Sunday, June 7, 2009

Google Wave - not just for distributed collaboration

The buzz around Google Wave seems to be focused on how it blends collaboration styles from email, IM, wiki, microblogging, etc and unifies them with a common model. That by itelf is very cool. If you want a good overview from that perspective, I recommend this one at Mashable written by Ben Parr.

However, there's more to the story. Google Wave is also a generic platform for building distributed applications with data that can be represented in XML. That's a very broad domain, even broader than distributed collaboration.

The federation protocol reminds me of a line-oriented editor, an analogy which admitedly dates me. For any younger folks out there, this is what we had before text editors showed you the contents of the file you were editing. You had to navigate through the document by typing line numbers at the command prompt, or move forward and back through the document by a specified number of lines. Then you could insert, replace, or delete lines at the current location. If you're on a UNIX or Linux machine, see the manual page for "ed", a standard line-oriented text editor. One format the UNIX "patch" tool accepts is a set of ed commands. This is essentially what the server-to-server protocol sends, except the commands operate on XML documents.

When a server is sharing changes with another server, the changes are expressed as edits made to the XML document representing a "wave" (or a "wavelet", although that terminology always makes me think of compression algorithms). You can insert characters and elements, delete elements, or split and merge elements. Once you fully grok this, the "playback" feature of the Google Wave user interface becomes a complete no-brainer.

Some of the example gadgets hint at the variety of possible applications. There's a chess game, which I suppose could also be considered a kind of collaboration. Two people alter the state of a board according to a set of rules. Why not have a process engine gadget that alters the state of a running process (according to a set of ruls) and a different gadget for business application monitoring? Why not have an air traffic control gadget with robots that update the positions and vectors of airplanes? Ok, bad example. Maybe an air traffic control simulator game.

Some applications would be more of a challenge to build on the Google Wave model. Data models with lots of non-hierarchical relationships between objects would probably indicate a poor fit.

If you've missed the buzz and want to hear the news straight from Google, start from the beginning here. The original launch video from Google I/O is 80 minutes long. If you know where I can find a five minute demo to share with people, please let me know. Or if I could get sandbox access, I'd love to make one. Hint hint.

If you're interested in an introduction to operational transformation, you might want to watch "Issues and Experiences in Designing Real-time Collaborative Editing Systems". This one is an hour long.

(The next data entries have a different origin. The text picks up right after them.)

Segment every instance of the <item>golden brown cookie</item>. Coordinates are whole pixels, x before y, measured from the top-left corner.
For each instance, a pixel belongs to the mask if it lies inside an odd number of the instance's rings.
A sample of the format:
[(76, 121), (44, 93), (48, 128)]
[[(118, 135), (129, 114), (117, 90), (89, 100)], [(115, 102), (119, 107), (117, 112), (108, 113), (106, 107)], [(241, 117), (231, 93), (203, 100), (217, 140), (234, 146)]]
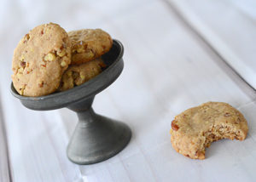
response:
[(71, 41), (57, 24), (30, 31), (15, 49), (14, 87), (20, 95), (41, 96), (55, 92), (71, 62)]
[(185, 156), (204, 159), (205, 149), (221, 139), (245, 139), (247, 122), (242, 114), (223, 102), (207, 102), (186, 110), (172, 122), (173, 148)]
[(81, 65), (70, 65), (62, 76), (59, 91), (70, 89), (102, 72), (105, 64), (101, 58)]
[(101, 29), (83, 29), (68, 32), (72, 40), (72, 65), (93, 60), (110, 50), (113, 40)]

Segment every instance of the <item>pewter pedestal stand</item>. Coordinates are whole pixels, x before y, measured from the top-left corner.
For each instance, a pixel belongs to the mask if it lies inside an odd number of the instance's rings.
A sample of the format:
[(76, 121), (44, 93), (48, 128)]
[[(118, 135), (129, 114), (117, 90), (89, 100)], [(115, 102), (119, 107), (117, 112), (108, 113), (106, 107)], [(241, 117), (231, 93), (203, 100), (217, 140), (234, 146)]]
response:
[(91, 105), (94, 97), (120, 75), (124, 48), (113, 40), (111, 50), (102, 56), (107, 68), (98, 76), (72, 89), (41, 97), (20, 95), (11, 84), (12, 94), (28, 109), (47, 111), (67, 107), (75, 111), (79, 122), (69, 141), (67, 153), (77, 164), (96, 163), (122, 151), (131, 139), (131, 129), (120, 122), (96, 114)]

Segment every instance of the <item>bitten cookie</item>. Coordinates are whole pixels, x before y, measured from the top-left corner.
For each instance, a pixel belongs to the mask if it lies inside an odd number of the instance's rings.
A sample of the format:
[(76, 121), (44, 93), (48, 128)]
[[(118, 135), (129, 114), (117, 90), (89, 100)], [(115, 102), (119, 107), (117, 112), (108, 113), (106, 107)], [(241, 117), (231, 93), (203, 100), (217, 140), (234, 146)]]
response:
[(15, 49), (14, 87), (20, 95), (41, 96), (55, 92), (71, 62), (71, 42), (57, 24), (38, 26), (26, 34)]
[(70, 89), (102, 72), (105, 64), (101, 58), (78, 65), (70, 65), (62, 76), (59, 91)]
[(113, 40), (101, 29), (83, 29), (68, 32), (72, 40), (72, 65), (93, 60), (110, 50)]
[(242, 114), (223, 102), (207, 102), (186, 110), (172, 122), (173, 148), (185, 156), (204, 159), (205, 149), (221, 139), (245, 139), (247, 122)]

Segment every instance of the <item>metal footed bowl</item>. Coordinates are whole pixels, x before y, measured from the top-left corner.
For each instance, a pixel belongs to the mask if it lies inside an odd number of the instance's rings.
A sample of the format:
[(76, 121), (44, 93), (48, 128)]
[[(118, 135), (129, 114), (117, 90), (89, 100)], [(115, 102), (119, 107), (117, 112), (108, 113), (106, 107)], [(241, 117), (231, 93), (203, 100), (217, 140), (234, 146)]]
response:
[(25, 97), (11, 84), (12, 94), (28, 109), (48, 111), (67, 107), (77, 113), (79, 122), (67, 150), (68, 158), (74, 163), (91, 164), (107, 160), (122, 151), (130, 141), (131, 132), (126, 124), (98, 115), (91, 107), (95, 95), (121, 74), (123, 54), (123, 45), (113, 40), (110, 51), (102, 56), (107, 68), (82, 85), (64, 92)]

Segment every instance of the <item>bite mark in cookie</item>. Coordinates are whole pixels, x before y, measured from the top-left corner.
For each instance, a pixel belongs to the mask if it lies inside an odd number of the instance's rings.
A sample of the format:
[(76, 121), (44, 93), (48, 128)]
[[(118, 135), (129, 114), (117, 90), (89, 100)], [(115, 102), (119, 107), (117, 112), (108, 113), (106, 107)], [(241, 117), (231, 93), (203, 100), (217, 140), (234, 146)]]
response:
[(172, 122), (173, 148), (185, 156), (204, 159), (206, 147), (221, 139), (245, 139), (248, 131), (243, 115), (223, 102), (207, 102), (186, 110)]

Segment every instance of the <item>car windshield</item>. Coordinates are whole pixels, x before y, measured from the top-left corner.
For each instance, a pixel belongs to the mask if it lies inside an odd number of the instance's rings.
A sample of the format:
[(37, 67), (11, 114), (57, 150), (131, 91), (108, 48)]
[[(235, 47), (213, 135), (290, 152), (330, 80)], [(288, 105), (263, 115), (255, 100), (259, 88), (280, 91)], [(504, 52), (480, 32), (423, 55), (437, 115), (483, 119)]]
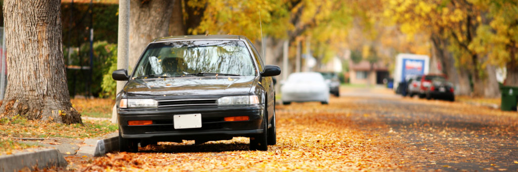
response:
[(319, 73), (294, 73), (288, 77), (288, 82), (294, 83), (322, 83), (324, 78)]
[(322, 74), (322, 76), (324, 76), (324, 79), (326, 80), (333, 80), (336, 77), (336, 75), (334, 73), (322, 72), (320, 73)]
[(133, 77), (175, 77), (205, 73), (255, 76), (243, 41), (183, 41), (149, 45)]

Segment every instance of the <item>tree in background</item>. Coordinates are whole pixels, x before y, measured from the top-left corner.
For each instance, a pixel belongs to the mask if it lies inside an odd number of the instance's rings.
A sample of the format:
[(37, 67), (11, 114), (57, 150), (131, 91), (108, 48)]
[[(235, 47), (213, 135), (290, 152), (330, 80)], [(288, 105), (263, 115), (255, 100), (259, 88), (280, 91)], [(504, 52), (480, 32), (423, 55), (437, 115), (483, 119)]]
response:
[(4, 1), (9, 72), (0, 117), (82, 123), (68, 95), (60, 8), (58, 1)]

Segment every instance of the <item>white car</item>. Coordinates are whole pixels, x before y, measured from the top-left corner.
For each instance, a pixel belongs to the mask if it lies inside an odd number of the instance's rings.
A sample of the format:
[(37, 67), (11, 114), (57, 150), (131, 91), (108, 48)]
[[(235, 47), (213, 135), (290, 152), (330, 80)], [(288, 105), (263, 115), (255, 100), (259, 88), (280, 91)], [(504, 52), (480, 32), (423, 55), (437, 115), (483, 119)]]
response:
[(281, 87), (281, 100), (284, 104), (292, 102), (329, 102), (329, 87), (322, 74), (316, 72), (298, 72), (290, 75)]

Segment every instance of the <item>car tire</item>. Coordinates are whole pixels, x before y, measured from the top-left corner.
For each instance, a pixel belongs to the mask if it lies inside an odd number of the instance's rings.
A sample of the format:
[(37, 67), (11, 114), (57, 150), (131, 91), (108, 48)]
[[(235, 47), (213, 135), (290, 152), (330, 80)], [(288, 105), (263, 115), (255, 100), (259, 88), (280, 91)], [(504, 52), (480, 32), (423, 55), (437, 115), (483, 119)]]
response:
[(265, 118), (263, 119), (263, 133), (253, 134), (249, 139), (250, 150), (268, 150), (268, 113), (265, 107)]
[(418, 96), (419, 96), (419, 98), (420, 98), (420, 99), (422, 99), (422, 98), (425, 98), (425, 96), (426, 96), (426, 95), (425, 95), (425, 94), (422, 94), (422, 93), (420, 93), (420, 94), (418, 94)]
[(121, 152), (136, 152), (138, 151), (138, 142), (135, 140), (124, 138), (119, 131), (119, 150)]
[(274, 117), (271, 119), (271, 127), (268, 129), (268, 145), (275, 145), (277, 144), (277, 133), (276, 129), (275, 111), (274, 112)]

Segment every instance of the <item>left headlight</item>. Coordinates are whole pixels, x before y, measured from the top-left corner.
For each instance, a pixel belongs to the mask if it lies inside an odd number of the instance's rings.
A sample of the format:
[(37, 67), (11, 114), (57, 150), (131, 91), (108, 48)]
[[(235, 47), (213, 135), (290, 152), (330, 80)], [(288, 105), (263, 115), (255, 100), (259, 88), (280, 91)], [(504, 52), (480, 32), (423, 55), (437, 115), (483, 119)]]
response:
[(156, 100), (151, 99), (121, 99), (119, 107), (124, 108), (122, 103), (127, 102), (127, 108), (158, 107), (159, 103)]
[(259, 104), (259, 98), (256, 95), (227, 96), (218, 99), (218, 105), (239, 105)]

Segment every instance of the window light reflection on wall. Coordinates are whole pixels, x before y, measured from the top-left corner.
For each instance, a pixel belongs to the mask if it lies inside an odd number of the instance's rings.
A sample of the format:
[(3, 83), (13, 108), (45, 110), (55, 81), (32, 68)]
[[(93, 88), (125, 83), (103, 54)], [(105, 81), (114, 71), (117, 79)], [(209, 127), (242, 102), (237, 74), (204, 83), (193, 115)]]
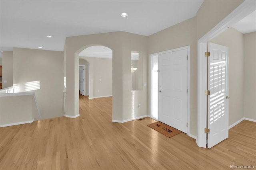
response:
[(27, 82), (25, 83), (24, 87), (25, 92), (40, 89), (40, 81)]
[(66, 77), (64, 77), (64, 87), (66, 88)]

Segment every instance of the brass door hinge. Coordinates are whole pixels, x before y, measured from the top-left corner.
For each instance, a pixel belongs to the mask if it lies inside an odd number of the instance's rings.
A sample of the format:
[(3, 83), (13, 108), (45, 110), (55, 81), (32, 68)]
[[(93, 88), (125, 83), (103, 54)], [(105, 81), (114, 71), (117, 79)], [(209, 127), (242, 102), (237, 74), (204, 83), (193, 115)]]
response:
[(204, 91), (204, 94), (206, 95), (210, 95), (210, 90), (205, 90)]
[(209, 57), (210, 51), (204, 52), (204, 57)]
[(204, 128), (204, 133), (210, 133), (210, 129), (208, 128)]

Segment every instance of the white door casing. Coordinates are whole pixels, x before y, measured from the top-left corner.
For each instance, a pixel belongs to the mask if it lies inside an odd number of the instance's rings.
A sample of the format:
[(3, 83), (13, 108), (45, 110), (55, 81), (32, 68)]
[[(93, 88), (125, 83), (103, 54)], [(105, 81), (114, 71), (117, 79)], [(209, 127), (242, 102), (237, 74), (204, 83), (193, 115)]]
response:
[(228, 137), (228, 68), (226, 47), (209, 43), (208, 147)]
[(158, 56), (159, 120), (187, 133), (188, 50)]
[(85, 87), (85, 66), (79, 66), (79, 90), (82, 95), (84, 95)]
[(197, 137), (196, 141), (199, 147), (205, 148), (206, 146), (206, 133), (204, 128), (206, 127), (207, 119), (206, 112), (206, 96), (204, 91), (206, 89), (207, 71), (206, 63), (206, 42), (247, 16), (255, 10), (256, 3), (254, 1), (245, 0), (239, 6), (231, 12), (220, 22), (216, 25), (209, 32), (203, 36), (198, 41), (198, 121)]

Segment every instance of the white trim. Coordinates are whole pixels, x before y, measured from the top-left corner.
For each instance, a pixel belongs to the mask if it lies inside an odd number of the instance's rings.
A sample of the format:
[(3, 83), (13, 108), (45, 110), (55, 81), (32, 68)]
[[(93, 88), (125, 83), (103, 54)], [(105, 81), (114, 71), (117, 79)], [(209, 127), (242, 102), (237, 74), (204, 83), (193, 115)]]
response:
[(246, 0), (222, 21), (206, 33), (198, 41), (198, 136), (197, 143), (199, 147), (206, 147), (206, 97), (204, 92), (206, 89), (206, 58), (204, 56), (204, 44), (224, 31), (242, 18), (255, 11), (255, 1)]
[[(85, 89), (86, 87), (86, 80), (85, 79), (85, 69), (86, 69), (86, 66), (85, 65), (79, 65), (79, 67), (83, 67), (83, 69), (84, 69), (83, 72), (84, 72), (84, 95), (86, 94), (86, 90)], [(79, 76), (79, 79), (80, 79), (80, 76)], [(79, 89), (80, 90), (80, 89)]]
[(38, 105), (37, 103), (37, 100), (36, 100), (36, 94), (34, 92), (22, 92), (20, 93), (4, 93), (0, 94), (0, 97), (11, 97), (11, 96), (28, 96), (28, 95), (33, 95), (34, 96), (34, 98), (35, 100), (35, 102), (36, 103), (36, 109), (38, 113), (39, 117), (41, 117), (41, 113), (39, 109), (38, 109)]
[(34, 121), (34, 119), (33, 119), (32, 120), (30, 120), (28, 121), (22, 121), (20, 122), (13, 123), (8, 123), (8, 124), (6, 124), (4, 125), (0, 125), (0, 127), (6, 127), (6, 126), (14, 126), (14, 125), (21, 125), (22, 124), (30, 123), (33, 122)]
[(98, 97), (94, 97), (93, 98), (106, 98), (106, 97), (112, 97), (112, 95), (110, 95), (110, 96), (98, 96)]
[(232, 127), (234, 127), (234, 126), (235, 126), (235, 125), (237, 125), (239, 123), (240, 123), (240, 122), (241, 122), (241, 121), (243, 121), (244, 120), (248, 120), (248, 121), (253, 121), (253, 122), (256, 122), (256, 120), (253, 119), (252, 119), (247, 118), (246, 118), (246, 117), (243, 117), (242, 118), (236, 121), (236, 122), (234, 123), (232, 125), (231, 125), (230, 126), (229, 126), (228, 127), (228, 129), (229, 129), (232, 128)]
[(75, 118), (76, 117), (77, 117), (80, 115), (80, 114), (78, 114), (78, 115), (76, 115), (75, 116), (70, 116), (69, 115), (66, 115), (65, 117), (66, 117), (69, 118)]
[(194, 138), (196, 140), (196, 136), (194, 135), (191, 135), (190, 134), (188, 134), (188, 136), (190, 137), (191, 137), (192, 138)]
[(152, 73), (151, 70), (152, 67), (152, 57), (156, 55), (158, 56), (160, 54), (165, 54), (168, 53), (171, 53), (174, 51), (176, 51), (180, 50), (183, 50), (186, 49), (188, 50), (188, 65), (187, 66), (187, 88), (188, 88), (188, 96), (187, 96), (187, 122), (188, 123), (188, 127), (187, 128), (187, 134), (188, 135), (192, 135), (190, 134), (190, 45), (182, 47), (180, 48), (172, 49), (164, 51), (162, 51), (159, 53), (156, 53), (154, 54), (150, 54), (149, 55), (149, 111), (150, 117), (152, 117)]
[(133, 121), (133, 120), (136, 120), (136, 119), (141, 119), (141, 118), (143, 118), (146, 117), (150, 117), (149, 115), (145, 115), (144, 116), (140, 116), (140, 117), (135, 117), (134, 118), (129, 119), (128, 119), (122, 120), (122, 121), (112, 119), (112, 122), (125, 123), (125, 122), (127, 122), (128, 121)]
[[(15, 86), (12, 86), (11, 87), (9, 87), (4, 88), (2, 88), (0, 90), (0, 93), (5, 92), (5, 93), (13, 93), (14, 92), (14, 88)], [(11, 90), (12, 91), (11, 92)]]
[(244, 117), (244, 120), (248, 120), (248, 121), (253, 121), (254, 122), (256, 122), (256, 119), (250, 119), (250, 118), (246, 118), (246, 117)]
[(0, 94), (0, 97), (18, 96), (19, 96), (32, 95), (34, 92), (22, 92), (20, 93), (2, 93)]
[(234, 126), (235, 126), (235, 125), (237, 125), (239, 123), (240, 123), (240, 122), (241, 122), (241, 121), (243, 121), (244, 120), (244, 117), (243, 117), (241, 119), (240, 119), (236, 121), (236, 122), (234, 123), (232, 125), (231, 125), (230, 126), (229, 126), (228, 127), (228, 129), (230, 129), (232, 128), (232, 127), (234, 127)]

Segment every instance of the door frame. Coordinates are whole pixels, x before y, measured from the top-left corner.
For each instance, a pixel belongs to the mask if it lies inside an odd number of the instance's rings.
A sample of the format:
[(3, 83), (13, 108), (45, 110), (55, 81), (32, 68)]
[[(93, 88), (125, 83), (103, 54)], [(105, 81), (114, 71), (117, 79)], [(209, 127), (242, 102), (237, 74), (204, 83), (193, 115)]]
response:
[[(79, 65), (79, 67), (80, 67), (80, 66), (81, 67), (83, 67), (83, 69), (84, 69), (84, 70), (83, 71), (83, 72), (84, 73), (84, 96), (85, 96), (85, 94), (86, 94), (86, 89), (85, 89), (85, 88), (86, 88), (85, 84), (86, 84), (86, 83), (85, 83), (85, 81), (86, 81), (86, 80), (85, 80), (85, 78), (86, 78), (86, 76), (85, 76), (85, 72), (85, 72), (85, 69), (86, 69), (86, 66), (85, 65)], [(79, 76), (79, 79), (80, 79), (80, 77)], [(79, 89), (79, 90), (80, 90), (80, 89)]]
[(206, 51), (207, 41), (236, 23), (252, 12), (256, 9), (254, 1), (245, 0), (198, 41), (198, 124), (196, 143), (199, 147), (206, 147), (206, 96), (204, 90), (207, 88), (207, 63), (204, 52)]
[[(187, 119), (188, 122), (188, 127), (187, 129), (187, 133), (188, 136), (192, 137), (193, 138), (195, 138), (195, 137), (190, 134), (190, 46), (183, 47), (180, 48), (178, 48), (176, 49), (172, 49), (169, 50), (167, 50), (164, 51), (161, 51), (158, 53), (155, 53), (154, 54), (151, 54), (149, 55), (149, 110), (150, 110), (150, 117), (152, 119), (152, 74), (151, 70), (152, 70), (152, 58), (153, 56), (156, 55), (158, 56), (159, 55), (162, 54), (164, 54), (168, 53), (170, 53), (177, 51), (182, 50), (184, 49), (187, 49), (188, 50), (188, 64), (187, 64), (187, 83), (188, 83), (188, 96), (187, 96)], [(159, 107), (158, 107), (159, 109)], [(159, 111), (158, 111), (159, 114)], [(159, 116), (158, 116), (157, 121), (159, 120)]]

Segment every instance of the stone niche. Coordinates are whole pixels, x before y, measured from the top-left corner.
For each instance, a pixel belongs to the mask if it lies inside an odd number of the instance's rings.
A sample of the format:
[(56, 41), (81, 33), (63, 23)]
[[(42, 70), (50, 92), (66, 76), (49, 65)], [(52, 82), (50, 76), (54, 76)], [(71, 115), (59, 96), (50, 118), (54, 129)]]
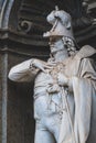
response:
[[(43, 32), (50, 29), (45, 16), (58, 4), (71, 10), (75, 21), (75, 37), (79, 46), (96, 47), (96, 25), (85, 24), (81, 18), (79, 0), (4, 0), (0, 16), (0, 143), (33, 143), (35, 123), (33, 119), (33, 81), (13, 82), (8, 79), (10, 68), (25, 59), (49, 57), (47, 40)], [(74, 4), (75, 2), (75, 4)], [(73, 6), (73, 7), (72, 7)], [(70, 12), (70, 11), (68, 11)], [(82, 19), (83, 20), (83, 19)], [(78, 26), (77, 26), (78, 25)], [(83, 30), (79, 31), (79, 28)], [(78, 29), (77, 29), (78, 28)]]

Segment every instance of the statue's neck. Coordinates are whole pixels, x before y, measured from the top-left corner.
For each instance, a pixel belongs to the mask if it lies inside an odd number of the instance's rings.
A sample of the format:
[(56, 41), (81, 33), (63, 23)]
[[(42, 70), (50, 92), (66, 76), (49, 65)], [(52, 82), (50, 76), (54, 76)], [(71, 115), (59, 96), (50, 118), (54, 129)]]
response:
[(54, 62), (62, 62), (68, 57), (67, 51), (58, 51), (53, 54)]

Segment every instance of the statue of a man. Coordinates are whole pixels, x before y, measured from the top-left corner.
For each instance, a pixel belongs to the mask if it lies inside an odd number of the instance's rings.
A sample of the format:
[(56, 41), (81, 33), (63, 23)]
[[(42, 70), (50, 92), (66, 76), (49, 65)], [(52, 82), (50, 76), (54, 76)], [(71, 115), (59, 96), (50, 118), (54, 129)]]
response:
[(85, 143), (90, 129), (92, 99), (96, 100), (96, 50), (79, 51), (72, 31), (71, 15), (54, 10), (47, 15), (52, 30), (51, 57), (31, 58), (9, 73), (13, 81), (34, 79), (35, 143)]

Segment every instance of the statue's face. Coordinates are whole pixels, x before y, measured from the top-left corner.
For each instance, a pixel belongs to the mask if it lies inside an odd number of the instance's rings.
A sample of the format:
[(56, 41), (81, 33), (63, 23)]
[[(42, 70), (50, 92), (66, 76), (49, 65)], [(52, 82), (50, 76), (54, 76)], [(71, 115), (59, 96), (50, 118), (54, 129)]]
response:
[(56, 53), (58, 51), (67, 51), (64, 47), (62, 37), (50, 37), (50, 42), (49, 42), (50, 48), (51, 48), (51, 53)]

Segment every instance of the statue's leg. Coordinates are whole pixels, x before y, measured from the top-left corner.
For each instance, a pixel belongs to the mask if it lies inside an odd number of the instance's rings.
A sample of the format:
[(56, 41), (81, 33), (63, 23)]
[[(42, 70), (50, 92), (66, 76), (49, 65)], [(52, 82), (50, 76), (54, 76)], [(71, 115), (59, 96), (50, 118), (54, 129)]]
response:
[(39, 129), (35, 131), (34, 143), (55, 143), (55, 140), (47, 130)]

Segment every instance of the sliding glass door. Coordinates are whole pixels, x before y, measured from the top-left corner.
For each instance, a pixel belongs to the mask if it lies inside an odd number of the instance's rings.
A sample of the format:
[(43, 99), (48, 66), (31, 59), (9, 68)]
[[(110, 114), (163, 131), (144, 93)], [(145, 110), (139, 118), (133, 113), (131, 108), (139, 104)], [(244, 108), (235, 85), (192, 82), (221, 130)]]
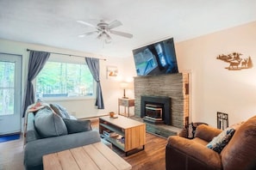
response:
[(0, 135), (21, 131), (22, 56), (0, 53)]

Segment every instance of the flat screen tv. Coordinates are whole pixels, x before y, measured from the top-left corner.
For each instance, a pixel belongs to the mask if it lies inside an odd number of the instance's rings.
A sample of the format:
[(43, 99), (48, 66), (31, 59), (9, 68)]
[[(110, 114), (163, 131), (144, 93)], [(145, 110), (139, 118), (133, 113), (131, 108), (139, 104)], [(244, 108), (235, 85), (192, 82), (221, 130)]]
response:
[(133, 50), (137, 76), (178, 73), (173, 38)]

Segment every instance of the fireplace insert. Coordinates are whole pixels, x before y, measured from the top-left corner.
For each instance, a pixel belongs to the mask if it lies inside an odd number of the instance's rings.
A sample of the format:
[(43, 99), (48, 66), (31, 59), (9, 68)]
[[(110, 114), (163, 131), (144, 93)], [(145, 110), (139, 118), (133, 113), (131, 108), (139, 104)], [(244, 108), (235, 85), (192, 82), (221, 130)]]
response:
[(141, 96), (140, 117), (148, 123), (171, 125), (171, 98)]

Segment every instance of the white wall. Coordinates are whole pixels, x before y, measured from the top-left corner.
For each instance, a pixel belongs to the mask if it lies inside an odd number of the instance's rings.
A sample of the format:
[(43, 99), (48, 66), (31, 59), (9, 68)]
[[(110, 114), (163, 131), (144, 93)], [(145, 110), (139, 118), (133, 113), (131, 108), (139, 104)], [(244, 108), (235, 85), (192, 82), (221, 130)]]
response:
[[(82, 55), (91, 58), (108, 58), (107, 61), (100, 61), (100, 77), (103, 88), (105, 109), (97, 109), (94, 106), (95, 99), (82, 100), (54, 100), (48, 101), (59, 103), (65, 106), (71, 113), (75, 113), (77, 118), (88, 118), (107, 114), (110, 111), (117, 112), (118, 98), (122, 96), (122, 89), (120, 88), (119, 82), (124, 76), (123, 61), (122, 58), (113, 58), (111, 57), (97, 56), (95, 54), (75, 52), (66, 49), (60, 49), (45, 46), (26, 44), (16, 41), (0, 39), (0, 52), (3, 53), (19, 54), (22, 56), (22, 99), (24, 95), (25, 80), (28, 76), (28, 55), (27, 48), (38, 51), (53, 52), (73, 55)], [(117, 66), (119, 77), (116, 80), (106, 78), (106, 67), (108, 65)], [(47, 100), (46, 100), (47, 101)]]

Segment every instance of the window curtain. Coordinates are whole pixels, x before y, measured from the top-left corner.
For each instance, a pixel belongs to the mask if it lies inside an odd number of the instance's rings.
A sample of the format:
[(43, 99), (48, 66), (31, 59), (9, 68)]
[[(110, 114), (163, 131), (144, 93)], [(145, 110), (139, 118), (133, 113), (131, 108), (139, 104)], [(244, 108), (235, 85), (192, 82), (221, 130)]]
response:
[(85, 62), (91, 70), (91, 73), (97, 82), (97, 96), (96, 96), (96, 103), (95, 106), (97, 106), (98, 109), (104, 109), (104, 102), (103, 98), (102, 93), (102, 87), (99, 79), (99, 59), (98, 58), (85, 58)]
[(44, 67), (50, 57), (50, 52), (30, 51), (28, 60), (28, 74), (27, 81), (27, 89), (24, 99), (23, 113), (24, 117), (27, 107), (34, 103), (34, 90), (32, 81), (36, 77)]

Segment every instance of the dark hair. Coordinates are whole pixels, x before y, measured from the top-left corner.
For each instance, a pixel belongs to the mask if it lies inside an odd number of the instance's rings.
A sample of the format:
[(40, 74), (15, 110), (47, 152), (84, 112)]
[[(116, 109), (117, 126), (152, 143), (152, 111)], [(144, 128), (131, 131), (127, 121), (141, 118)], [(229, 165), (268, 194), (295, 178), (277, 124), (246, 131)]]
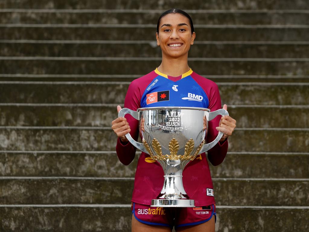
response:
[(160, 24), (160, 21), (161, 21), (161, 19), (162, 18), (162, 17), (169, 14), (176, 14), (177, 13), (181, 14), (188, 18), (189, 21), (190, 23), (190, 26), (191, 26), (191, 34), (193, 33), (193, 32), (194, 32), (194, 27), (193, 26), (193, 22), (192, 22), (192, 19), (191, 18), (190, 16), (188, 14), (188, 13), (185, 12), (183, 11), (174, 8), (167, 11), (161, 15), (161, 16), (159, 17), (159, 19), (158, 20), (158, 24), (157, 24), (157, 32), (158, 34), (159, 34), (159, 25)]

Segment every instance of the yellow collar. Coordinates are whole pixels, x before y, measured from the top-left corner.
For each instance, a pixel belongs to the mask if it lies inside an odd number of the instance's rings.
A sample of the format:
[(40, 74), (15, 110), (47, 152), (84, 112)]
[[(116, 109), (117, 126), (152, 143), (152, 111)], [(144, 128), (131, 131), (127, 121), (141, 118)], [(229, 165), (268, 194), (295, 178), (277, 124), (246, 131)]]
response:
[[(156, 68), (156, 69), (154, 70), (154, 71), (157, 74), (159, 75), (160, 76), (162, 76), (166, 78), (167, 78), (167, 75), (166, 74), (165, 74), (164, 73), (162, 73), (162, 72), (160, 72), (158, 70), (158, 68)], [(184, 73), (184, 74), (181, 75), (181, 79), (185, 77), (186, 76), (188, 76), (189, 75), (191, 75), (193, 72), (193, 71), (192, 71), (192, 70), (190, 68), (190, 70), (189, 70), (189, 71), (185, 73)]]

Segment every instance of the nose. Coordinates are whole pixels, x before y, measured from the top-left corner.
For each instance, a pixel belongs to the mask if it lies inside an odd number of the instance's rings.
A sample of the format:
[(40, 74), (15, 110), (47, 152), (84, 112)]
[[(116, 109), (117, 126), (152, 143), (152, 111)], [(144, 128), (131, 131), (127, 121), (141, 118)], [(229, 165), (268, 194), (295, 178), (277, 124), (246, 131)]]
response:
[(173, 30), (171, 34), (170, 38), (173, 39), (179, 39), (179, 36), (178, 34), (178, 31), (177, 30)]

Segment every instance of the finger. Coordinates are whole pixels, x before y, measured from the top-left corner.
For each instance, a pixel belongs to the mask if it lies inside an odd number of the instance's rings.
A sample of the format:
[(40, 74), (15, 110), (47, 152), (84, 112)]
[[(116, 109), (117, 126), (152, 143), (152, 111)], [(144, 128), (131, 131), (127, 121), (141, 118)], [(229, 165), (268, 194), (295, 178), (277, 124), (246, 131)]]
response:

Google Wave is sure to see more than its share of hype, but there's some elegant design behind it. I'll be watching it closely to see if it can live up to its potential.

Wednesday, March 25, 2009

Bit Rot in the Cloud

From Wikipedia:
Bit rot, or bit decay, is a colloquial computing term used either to describe gradual decay of storage media or to facetiously describe the spontaneous degradation of a software program over time. The latter use of the term implies that software can literally wear out or rust like a physical tool.
One way this manifests in the cloud is with VM images that worked fine just a few months ago but have problems today. It's not unique to the cloud, but it happens that I've been experiencing this with some EC2 images. Specifically, for demonstrating how to automate distributed testing with multiple browsers triggered by a continuous integration build.

A taste of some things that can go wrong:
  • REST URLs for APIs become deprecated and no longer supported
  • Services and servers move and are decommissioned
  • Strong password security policies cause expiration of passwords, prevent reuse of old passwords, and lock out users after too many retries (especially bad if it's the admin user)
  • Xauth cookies expire and prevent access to the display
There are a couple ways to guard against this type of bit rot. One is to identify everything that depends on time or external services, then have the instance make the appropriate adjustments and diagnostic checks on startup. Another approach is to only use vanilla VM images, and do all installation and configuration through something like Puppet.

Maybe there's also some value in using continuous integration tools to regularly exercise the VMs and their configuration, especially systems of associated nodes.

Has anybody else run into this? I'd love to hear what approaches you've taken to mitigate this sort of thing, and how they've worked for you.